Since it started looking, the Company hasn't found any other buyers. Sycamore partners then took the deal off the table on May 25th, in which the stock tumbled from $2.56 to a low of $1.30. At that point, Talbots asked Sycamore to reconsider the deal for $3.05. Sycamore and Talbots agreed to a final price of $2.75, after which the stock moved back up to $2.47 on 5/31/12.
Investors are still wary of another delay in the acquisition, which might be one reason the stock is trading 10% below the acquisition price. Some investors are concerned about the shareholder lawsuits, which I don't believe is a risk. I also don't believe Talbots will get more than the $2.75 per share. If they were going to negotiate for a higher price, they wouldn't have agreed to the $2.75 per share buyout price so quickly after Sycamore pulled its $3.05 per share offer.
3 Reasons why Sycamore Partners won't back out of the deal:
1. Sycamore Partners has had its eye on Talbots for awhile, ever since it took a 9.9% stake in the company last year. Stefan Kaluzny is a retail veteran who heads newly formed private equity firm Sycamore Partners, and the investment in Talbots was its first. Kaluzny has a plan of action to turn Talbots around and probably has some specific ideas and innovations that no one has considered yet. That's why Sycamore Partners is the only interested suitor - no one else has a plan for a turnaround. It's likely Sycamore will return to Talbots' core customers, mature women, and attempt to regain their loyalty.

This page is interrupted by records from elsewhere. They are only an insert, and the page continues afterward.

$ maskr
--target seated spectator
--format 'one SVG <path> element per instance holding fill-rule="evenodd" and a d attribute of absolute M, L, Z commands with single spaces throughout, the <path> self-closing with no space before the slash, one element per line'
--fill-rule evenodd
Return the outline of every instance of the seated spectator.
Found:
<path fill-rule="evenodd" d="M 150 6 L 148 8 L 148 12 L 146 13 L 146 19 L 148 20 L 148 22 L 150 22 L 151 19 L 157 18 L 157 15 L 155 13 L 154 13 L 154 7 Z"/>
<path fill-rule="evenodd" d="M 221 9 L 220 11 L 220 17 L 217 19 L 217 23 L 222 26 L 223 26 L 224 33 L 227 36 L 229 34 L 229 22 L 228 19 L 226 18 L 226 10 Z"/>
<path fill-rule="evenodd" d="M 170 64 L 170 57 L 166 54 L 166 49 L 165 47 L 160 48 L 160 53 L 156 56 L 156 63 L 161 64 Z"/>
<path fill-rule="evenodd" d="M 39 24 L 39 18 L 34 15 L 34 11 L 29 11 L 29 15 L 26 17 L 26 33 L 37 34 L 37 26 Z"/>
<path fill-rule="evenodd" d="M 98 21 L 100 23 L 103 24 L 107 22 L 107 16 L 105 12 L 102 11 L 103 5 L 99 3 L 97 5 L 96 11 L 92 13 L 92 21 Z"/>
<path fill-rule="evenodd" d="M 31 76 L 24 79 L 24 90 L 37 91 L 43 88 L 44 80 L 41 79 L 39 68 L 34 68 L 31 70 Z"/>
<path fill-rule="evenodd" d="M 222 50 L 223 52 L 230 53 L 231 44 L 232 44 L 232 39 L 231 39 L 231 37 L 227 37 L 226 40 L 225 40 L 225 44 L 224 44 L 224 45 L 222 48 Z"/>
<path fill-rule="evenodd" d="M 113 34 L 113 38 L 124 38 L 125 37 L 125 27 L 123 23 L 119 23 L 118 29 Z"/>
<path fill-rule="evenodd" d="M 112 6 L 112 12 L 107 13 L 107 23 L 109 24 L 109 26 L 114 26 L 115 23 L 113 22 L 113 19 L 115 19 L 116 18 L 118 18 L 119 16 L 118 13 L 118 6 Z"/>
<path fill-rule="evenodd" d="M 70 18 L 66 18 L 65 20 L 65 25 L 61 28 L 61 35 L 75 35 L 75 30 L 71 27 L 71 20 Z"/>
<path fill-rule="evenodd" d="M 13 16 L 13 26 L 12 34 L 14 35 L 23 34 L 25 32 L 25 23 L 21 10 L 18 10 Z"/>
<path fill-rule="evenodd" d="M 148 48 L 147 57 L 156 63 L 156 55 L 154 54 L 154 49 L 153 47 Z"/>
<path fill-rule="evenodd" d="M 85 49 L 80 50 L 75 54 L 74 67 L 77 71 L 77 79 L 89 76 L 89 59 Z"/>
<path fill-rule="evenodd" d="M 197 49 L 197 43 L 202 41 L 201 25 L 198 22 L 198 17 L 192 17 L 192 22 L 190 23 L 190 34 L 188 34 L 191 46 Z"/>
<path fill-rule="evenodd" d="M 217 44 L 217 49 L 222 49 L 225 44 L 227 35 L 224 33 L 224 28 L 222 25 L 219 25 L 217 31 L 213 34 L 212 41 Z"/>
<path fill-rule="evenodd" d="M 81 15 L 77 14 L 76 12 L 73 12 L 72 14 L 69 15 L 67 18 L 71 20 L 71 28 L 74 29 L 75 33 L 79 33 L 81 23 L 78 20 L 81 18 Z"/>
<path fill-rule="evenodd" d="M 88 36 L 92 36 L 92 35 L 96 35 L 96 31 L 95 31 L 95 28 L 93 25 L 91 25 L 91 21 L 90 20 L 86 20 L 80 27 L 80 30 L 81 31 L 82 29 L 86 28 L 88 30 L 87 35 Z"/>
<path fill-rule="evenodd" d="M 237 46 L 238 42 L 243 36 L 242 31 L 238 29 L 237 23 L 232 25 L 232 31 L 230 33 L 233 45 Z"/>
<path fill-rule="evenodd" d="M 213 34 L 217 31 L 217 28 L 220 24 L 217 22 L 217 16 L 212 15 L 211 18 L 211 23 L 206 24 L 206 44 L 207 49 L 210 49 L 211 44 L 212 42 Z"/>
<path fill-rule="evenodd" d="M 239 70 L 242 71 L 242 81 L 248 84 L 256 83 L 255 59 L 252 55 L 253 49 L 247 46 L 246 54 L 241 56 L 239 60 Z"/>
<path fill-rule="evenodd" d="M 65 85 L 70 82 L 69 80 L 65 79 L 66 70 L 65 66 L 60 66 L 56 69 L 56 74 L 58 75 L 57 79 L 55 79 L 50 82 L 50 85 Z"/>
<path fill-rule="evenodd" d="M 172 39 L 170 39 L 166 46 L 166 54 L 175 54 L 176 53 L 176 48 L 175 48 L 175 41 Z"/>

2. Sycamore Partners is happy to be buying Talbots for $2.75 per share, as the previous offer was at $3.05, 11% more. It wouldn't look good for Sycamore Partners' reputation to back out of this deal now, as that would make the company look indecisive. Sycamore's earlier threat of walking away doesn't look bad because it was a negotiating tactic.
3. Sycamore partners has already looked into Talbots internal books, and has thought about this deal for many months since its offer in December. It has probably inspected everything about Talbots from top to bottom, and considered all the possible risks, so there should be no surprises for Sycamore between now and the acquisition date which is expected around October.
3 Reasons why Talbots won't back out of the deal:
1. Talbots thoroughly asked around for five months, and found no other buyers interested in the company. It knows that it's either selling to Sycamore Partners or there will be no deal with anyone. If there's no deal, the stock will fall to around $1 per share. Now the company must accept $2.75 per share, about 10% less than the original offer. That's the risk Talbots took on when looking for another suitor. That verified to Sycamore Partners that there really is no other suitor interested in the company, so now they must take the lower offer. If Talbots went ahead and accepted the original bid, they wouldn't be in this situation.
2. If there's no deal, then later this year Talbots will need more financing as it only has $22 million in cash as of April 28, 2012. Last year during the quarter ended October 28, 2012, it burned $52 million cash in operating activities alone, and things don't look like they'll be much better this year. The Company will likely need to issue stock, or convertible debt, since a creditor probably wouldn't want to take the risk to issue non-convertible bonds. The risk versus reward isn't enough for a creditor to issue non-convertible bonds since Talbots is at risk of going bankrupt in a year or two. Any equity issuance would be at a much lower per share price than what Sycamore is offering.
3. Talbots CEO, Trudy Sullivan, is leaving no matter if the company gets bought out by Sycamore or not. Her strategy of changing Talbots' clothing line to appeal to a younger demographic hasn't worked. For the company to keep her around if they back out of a deal with Sycamore wouldn't make sense. The company would have to hire a new CEO and revamp its strategy. That's all at a high risk of eventual bankruptcy that I doubt shareholders would want to take as opposed to a sure thing with the buyout.